- Interactive map of Villa Aurelia
- Country: Paraguay
- Autonomous Capital District: Gran Asunción
- City: Asunción

= Villa Aurelia =

Villa Aurelia is a neighbourhood (barrio) of Asunción, the capital and largest city of Paraguay.

== Geography ==
The neighborhood Villa Aurelia is located in the city of Asuncion, capital of Paraguay, in the Central Department of the Eastern Region, within the bay of Rio Paraguay, cosmopolitan city where people of different regions of the country and foreigners who live there, already ingrained in her.

== Climate ==
Presents prevailing winds from the north and south, with tropical climate. The average temperature is 28 °C in summer and 19 °C in the winter. The average annual rainfall is 1700 mm.

== Population ==
The total population of the district Villa Aurelia is approximately 10,120 inhabitants, representing a density of 4,650 inhabitants / km ². The male population reaches 49% of the total population, and 51% female.

== Demographics ==
There are a total of 2,205 housing approximately an average of 4.8 people in each household. Predominantly middle-class buildings. The percentage coverage of services is as follows: Some 97% of households have electricity. 65% of homes have running water. 90% of homes have the garbage collection service.
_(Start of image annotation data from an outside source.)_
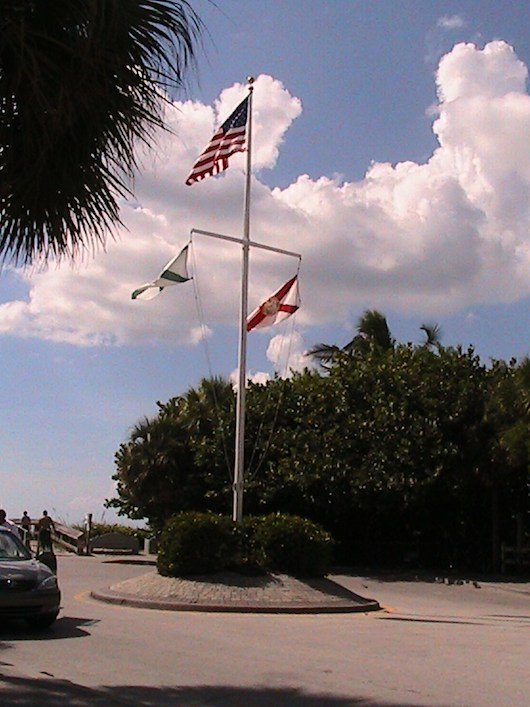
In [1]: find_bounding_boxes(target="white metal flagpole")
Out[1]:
[232,76,254,523]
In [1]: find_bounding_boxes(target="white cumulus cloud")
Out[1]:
[0,41,530,348]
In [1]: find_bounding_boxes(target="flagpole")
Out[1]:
[232,76,254,523]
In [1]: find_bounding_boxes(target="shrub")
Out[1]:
[157,511,238,577]
[253,513,333,577]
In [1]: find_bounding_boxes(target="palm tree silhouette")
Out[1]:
[0,0,202,264]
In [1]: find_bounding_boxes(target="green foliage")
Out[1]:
[0,0,201,263]
[107,313,530,570]
[157,512,239,577]
[252,513,333,577]
[106,379,234,531]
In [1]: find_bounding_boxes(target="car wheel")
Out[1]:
[26,611,59,628]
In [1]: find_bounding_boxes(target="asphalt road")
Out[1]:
[0,555,530,707]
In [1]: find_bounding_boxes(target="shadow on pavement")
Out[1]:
[332,567,530,584]
[0,674,422,707]
[0,616,98,644]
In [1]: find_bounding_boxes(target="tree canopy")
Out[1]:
[0,0,201,263]
[111,312,530,569]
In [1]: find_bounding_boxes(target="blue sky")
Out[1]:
[0,0,530,521]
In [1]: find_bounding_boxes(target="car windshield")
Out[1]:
[0,532,31,560]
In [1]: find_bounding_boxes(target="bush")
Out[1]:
[254,513,333,577]
[157,511,239,577]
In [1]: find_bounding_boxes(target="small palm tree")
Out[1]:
[308,309,395,368]
[420,324,442,349]
[0,0,201,263]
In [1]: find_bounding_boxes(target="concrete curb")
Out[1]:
[90,589,381,614]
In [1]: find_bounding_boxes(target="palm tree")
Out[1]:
[420,324,442,349]
[0,0,201,264]
[308,309,395,368]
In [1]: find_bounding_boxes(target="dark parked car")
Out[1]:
[0,529,61,628]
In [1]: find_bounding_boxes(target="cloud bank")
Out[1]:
[0,41,530,346]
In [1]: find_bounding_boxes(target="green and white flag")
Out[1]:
[131,244,190,299]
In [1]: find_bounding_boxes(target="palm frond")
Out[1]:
[0,0,201,263]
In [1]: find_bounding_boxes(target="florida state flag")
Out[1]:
[247,275,300,331]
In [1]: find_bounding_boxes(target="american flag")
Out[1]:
[186,96,249,185]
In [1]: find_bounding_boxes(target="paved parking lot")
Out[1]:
[0,555,530,707]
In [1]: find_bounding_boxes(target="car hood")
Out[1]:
[0,560,53,582]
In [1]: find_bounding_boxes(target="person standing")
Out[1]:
[0,508,20,540]
[20,511,31,549]
[37,511,55,552]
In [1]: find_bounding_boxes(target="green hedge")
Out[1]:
[158,512,333,577]
[253,513,333,577]
[157,511,239,577]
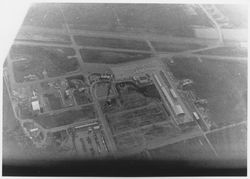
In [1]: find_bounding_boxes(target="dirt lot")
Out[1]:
[169,57,247,127]
[80,49,152,64]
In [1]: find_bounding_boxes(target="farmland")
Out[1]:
[80,49,152,64]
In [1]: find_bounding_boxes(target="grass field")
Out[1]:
[215,4,248,28]
[23,3,63,28]
[15,31,71,44]
[112,4,211,37]
[169,57,247,127]
[107,105,167,134]
[74,35,150,51]
[59,3,116,31]
[34,106,96,129]
[80,49,152,64]
[150,137,218,165]
[207,124,247,168]
[151,41,205,52]
[10,45,79,82]
[196,46,247,57]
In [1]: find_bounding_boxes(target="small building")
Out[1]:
[169,88,178,99]
[173,104,185,116]
[133,74,150,84]
[31,100,40,111]
[193,112,200,120]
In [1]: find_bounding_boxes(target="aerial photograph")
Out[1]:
[2,3,248,176]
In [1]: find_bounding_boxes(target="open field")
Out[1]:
[112,4,211,37]
[114,132,145,152]
[34,105,96,129]
[74,35,150,51]
[80,49,152,64]
[100,81,161,113]
[23,3,63,28]
[58,3,117,31]
[15,30,71,44]
[215,4,248,28]
[207,124,247,168]
[107,105,170,134]
[10,45,79,82]
[149,137,216,165]
[169,57,247,127]
[151,41,205,52]
[196,46,247,57]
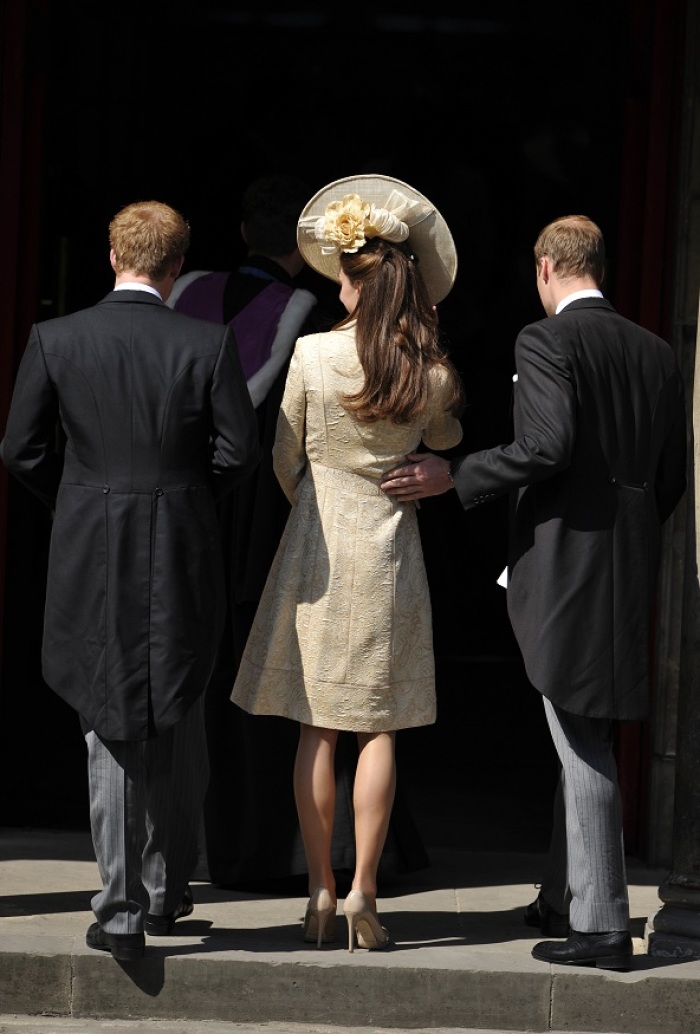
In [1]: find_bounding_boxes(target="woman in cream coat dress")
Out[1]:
[232,177,462,950]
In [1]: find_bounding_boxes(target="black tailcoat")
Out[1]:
[455,298,687,720]
[0,290,261,739]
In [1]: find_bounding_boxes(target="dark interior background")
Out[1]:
[0,0,653,850]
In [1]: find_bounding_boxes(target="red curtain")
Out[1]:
[0,0,48,661]
[609,0,687,857]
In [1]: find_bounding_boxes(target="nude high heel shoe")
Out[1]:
[302,887,335,948]
[342,890,390,951]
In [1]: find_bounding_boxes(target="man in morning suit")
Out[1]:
[384,216,687,970]
[0,202,260,960]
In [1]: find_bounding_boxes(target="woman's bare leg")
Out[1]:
[353,732,396,908]
[294,725,338,901]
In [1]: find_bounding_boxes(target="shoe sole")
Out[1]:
[144,905,194,937]
[530,949,632,971]
[85,941,146,963]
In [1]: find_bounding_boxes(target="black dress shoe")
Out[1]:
[144,887,194,937]
[532,930,633,970]
[523,894,571,937]
[85,922,146,962]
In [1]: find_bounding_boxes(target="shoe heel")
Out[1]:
[345,912,358,954]
[342,890,389,951]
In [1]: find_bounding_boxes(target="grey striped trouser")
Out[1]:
[85,694,209,934]
[542,697,630,934]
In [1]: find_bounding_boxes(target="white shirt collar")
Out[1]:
[554,287,603,315]
[114,280,162,302]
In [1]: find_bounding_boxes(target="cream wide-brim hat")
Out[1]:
[297,173,457,305]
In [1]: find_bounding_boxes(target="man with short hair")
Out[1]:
[0,202,261,961]
[384,215,687,970]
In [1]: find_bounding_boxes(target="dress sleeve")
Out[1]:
[272,340,307,506]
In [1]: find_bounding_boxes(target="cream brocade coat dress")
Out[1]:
[232,325,462,732]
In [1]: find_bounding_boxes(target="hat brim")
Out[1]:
[297,173,457,305]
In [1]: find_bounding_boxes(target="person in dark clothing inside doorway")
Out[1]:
[0,202,261,960]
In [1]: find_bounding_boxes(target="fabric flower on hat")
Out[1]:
[318,194,370,251]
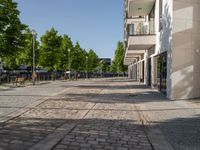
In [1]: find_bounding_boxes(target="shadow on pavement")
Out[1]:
[0,117,152,150]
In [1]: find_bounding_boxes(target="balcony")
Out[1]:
[127,21,156,50]
[126,0,155,18]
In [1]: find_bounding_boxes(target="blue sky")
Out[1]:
[14,0,124,58]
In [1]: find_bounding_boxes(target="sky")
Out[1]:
[14,0,124,59]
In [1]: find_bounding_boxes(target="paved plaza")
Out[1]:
[0,78,200,150]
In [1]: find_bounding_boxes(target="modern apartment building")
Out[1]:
[124,0,200,99]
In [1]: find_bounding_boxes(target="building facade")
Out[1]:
[124,0,200,99]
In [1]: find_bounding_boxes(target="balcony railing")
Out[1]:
[128,21,155,36]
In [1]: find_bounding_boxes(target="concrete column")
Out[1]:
[144,50,149,85]
[151,57,157,88]
[128,65,131,79]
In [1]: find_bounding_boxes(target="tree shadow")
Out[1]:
[0,117,152,150]
[159,115,200,150]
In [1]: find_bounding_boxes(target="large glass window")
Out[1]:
[159,0,163,30]
[157,52,167,95]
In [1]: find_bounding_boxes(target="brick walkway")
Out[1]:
[0,80,153,150]
[128,82,200,150]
The 40% of households used a telephone network. Villa Aurelia does not have any hospital. There are some private medical (dental, gynecological, pediatric). In education has two public schools, private schools, kindergartens and institutions of executive secretarial and typing. The population is mostly middle class, a smaller percentage of high and low class. The residents are employees and middle management workers (carpenters and mechanics).